A wholesale list is a piece of compilational media (collection of information) providing details for various wholesale companies. One can use a wholesale list to save hours of researching about wholesaling companies as the producer of a wholesale list will already have done it. For example, a wholesale list may contain details of companies which sell computers at wholesaler prices to customers. Someone wanting to buy computers at wholesale prices need not spend time and effort hunting for the companies, as there is already a wholesale list on that product existing.

List Providers
There are many companies providing wholesale lists, some better than others, some free, some for a small price.

Generally, those lists that require a fee to view, may not be updated frequently, the data may be old, and the companies listed may no longer be in business. While this may also be the case with a free list, since there is no investment, nothing has been risked, or lost as the retailer searches for new trading partners.
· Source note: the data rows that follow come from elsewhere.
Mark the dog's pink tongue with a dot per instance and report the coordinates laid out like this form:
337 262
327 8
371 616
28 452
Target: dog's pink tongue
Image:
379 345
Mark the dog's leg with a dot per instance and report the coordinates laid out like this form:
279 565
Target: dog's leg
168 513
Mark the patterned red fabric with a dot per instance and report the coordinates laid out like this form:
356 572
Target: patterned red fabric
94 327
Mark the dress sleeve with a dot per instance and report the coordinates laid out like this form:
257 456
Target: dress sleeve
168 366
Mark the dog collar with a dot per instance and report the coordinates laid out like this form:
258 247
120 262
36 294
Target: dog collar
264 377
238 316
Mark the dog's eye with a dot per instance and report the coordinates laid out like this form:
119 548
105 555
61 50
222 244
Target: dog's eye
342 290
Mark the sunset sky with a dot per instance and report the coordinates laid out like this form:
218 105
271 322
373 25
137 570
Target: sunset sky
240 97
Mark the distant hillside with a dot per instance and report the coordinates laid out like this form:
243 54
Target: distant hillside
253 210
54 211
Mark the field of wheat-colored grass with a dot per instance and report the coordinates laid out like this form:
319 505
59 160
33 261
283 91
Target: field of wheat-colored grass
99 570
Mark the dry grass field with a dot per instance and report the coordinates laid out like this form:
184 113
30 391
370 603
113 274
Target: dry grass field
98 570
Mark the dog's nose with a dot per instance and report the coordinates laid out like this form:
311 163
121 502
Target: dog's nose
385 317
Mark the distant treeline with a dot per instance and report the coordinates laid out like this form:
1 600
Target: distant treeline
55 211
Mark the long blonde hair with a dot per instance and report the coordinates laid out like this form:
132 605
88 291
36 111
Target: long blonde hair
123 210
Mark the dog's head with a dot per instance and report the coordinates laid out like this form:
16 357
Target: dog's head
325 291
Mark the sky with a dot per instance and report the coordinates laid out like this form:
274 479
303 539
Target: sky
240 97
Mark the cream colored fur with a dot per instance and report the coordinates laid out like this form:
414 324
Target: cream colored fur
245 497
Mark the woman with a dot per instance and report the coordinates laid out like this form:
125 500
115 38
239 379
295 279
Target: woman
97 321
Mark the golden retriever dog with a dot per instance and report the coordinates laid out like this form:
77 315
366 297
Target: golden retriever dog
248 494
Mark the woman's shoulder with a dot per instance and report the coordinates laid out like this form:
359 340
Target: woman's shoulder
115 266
The web has many free wholesale list resources, that do not require a membership or fee to view the sources. The lists are sorted by product category, making it quick and easy to find a specific product line.

Some wholesale list websites have internet forums. Those forums may be frequented by companies who are less than desirable, but promote themselves under a false user name, giving a testimonial indicating they have bought from the supplier, and had an excellent transaction. Use caution when seeing "Testimonials" of past buyers. Verify all contact information, and if you have any doubts, pass the wholesaler up.

Selecting a vendor
When viewing a wholesale list it is best to do to three things before selecting a vendor as a new trading partner. First, check their Better Business Bureau (BBB) rating if the company is in the United States or Canada.

Then, check the internet Whois to see how long the wholesale company has been on the web, who owns the website, and who the webmaster of the website is. Check to see that contact information in the Whois, at the Better Business Bureau and on the wholesale supplier's website contact page, all match. If they don't match, ask the supplier why there are numerous addresses. See if the area code of the phone numbers all match as well.

As a final step before purchasing from a new trading partner, if the company is in the United States, check the Federal Trade Commission (FTC) site for complaints against the company. The FTC has lists of complaints filed against internet companies. They show letters sent to the company, tell if the case went to court, explain how the case was resolved, including any fines levied against the company. In some cases, companies committing internet fraud are shut down by the FTC. The FTC has a complaint area on their site, for online complaint submission.

Scamming and safety
Wholesale lists offered for sale may be scams as it is easy to compile a list and the consumer has no way of checking that the list is accurate and not out of date ahead of time. It is easy to do one's own research on the internet or the public library instead.